The successor to the well known ETA 2824,

the ETA caliber 2892 is one of the smoothest winding, robust, stable timekeeping and thinnest mass produced movements on the market. It's no wonder that brands such as Omega, Rolex (via Tudor), Ball, Bell & Ross, Tag Heuer, and many more have used this movement (often under their own caliber designation) with great success. It's a stable timekeeper, and stable in all its positions. Watch movements are timed in different positions, as gravity and friction affects the isochronism of a watch, vertical positions will vary from horizontal as pivots will ride on their sides. The 2892 is very stable in all these positions, resulting in greater accuracy than its sister movement, the 2824.

The 2892 clocks in at just about 3mm (!) making it very thin, thinner than movements other common movements such at Seiko NH35 (almost 5mm), Miyota 9015 (known for being thin-ish), and of course the 2824. Many brands use this movement in dress watches, so they capitalize on the thinness there. Not too many brands capitalize on that sexy 3mm in other models, one of the Omega Seamaster has an Omega branded 2892, though it remains a rather average thickness for a diver.


The Calamity makes use of the 3mm thickness of the 2892 as well as some design tricks with the case to achieve the thinness that it has-in conjuncture with the water resistance (the real challenge is thinness AND water resistance, one without the other is easy). There was a period when the "Orion Dive Watch" was based on the NH35, it was thick and chunky, a bloated version of what we ended up on and I said, "I've had it with big chunky dive watches." and that design was scrapped and we started over. It's easy to make a thick dive watch, it's easy to fall into obscurity with a marine-themed name for your chunky dive watch; what's not easy is making a dive watch the most comfortable watch in your collection and come head to head in thickness with dress watches. And that's why the Calamity called for the ETA 2892.


2892 is one third the thickness of the Orion crown.

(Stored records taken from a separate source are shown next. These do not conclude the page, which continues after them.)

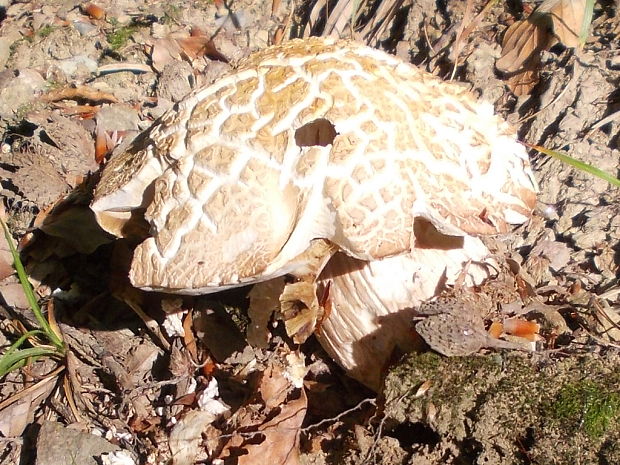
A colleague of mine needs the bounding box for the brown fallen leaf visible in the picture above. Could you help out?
[495,14,553,73]
[42,86,118,103]
[537,0,590,47]
[220,362,308,465]
[237,389,308,465]
[177,35,228,63]
[81,3,105,19]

A couple questions I get asked a lot are, "Why didn't you use the 2824/NH35/9015?". The NH35, while being an affordable workhorse is too thick to achieve this design feat with, so it was off the table. The 9015, recently inflated due to demand from other microbrands now rivals the 2824 in price, in my mind, it's not demanding of its inflated price. Then the good old 2824, standing a little thinner than the NH35 and a little better in terms of timekeeping, but much more expensive, it doesn't really let me accomplish the goal either. The 2892 dominates each of these movements in every category, reliability, stability, timekeeping, SMOOTH WINDING (the 2892 is INCREDIBLY smooth to wind, an essential and added perk when combined with the large Orion crown), and of course, thickness. It's simply the best choice of the competitors in the pool (ha), the only downside is the cost. The result, however, is a watch that can knock around with some of the big boys in its price bracket. I can guarantee it already beats them in thickness/WR combo and comfort, EASILY.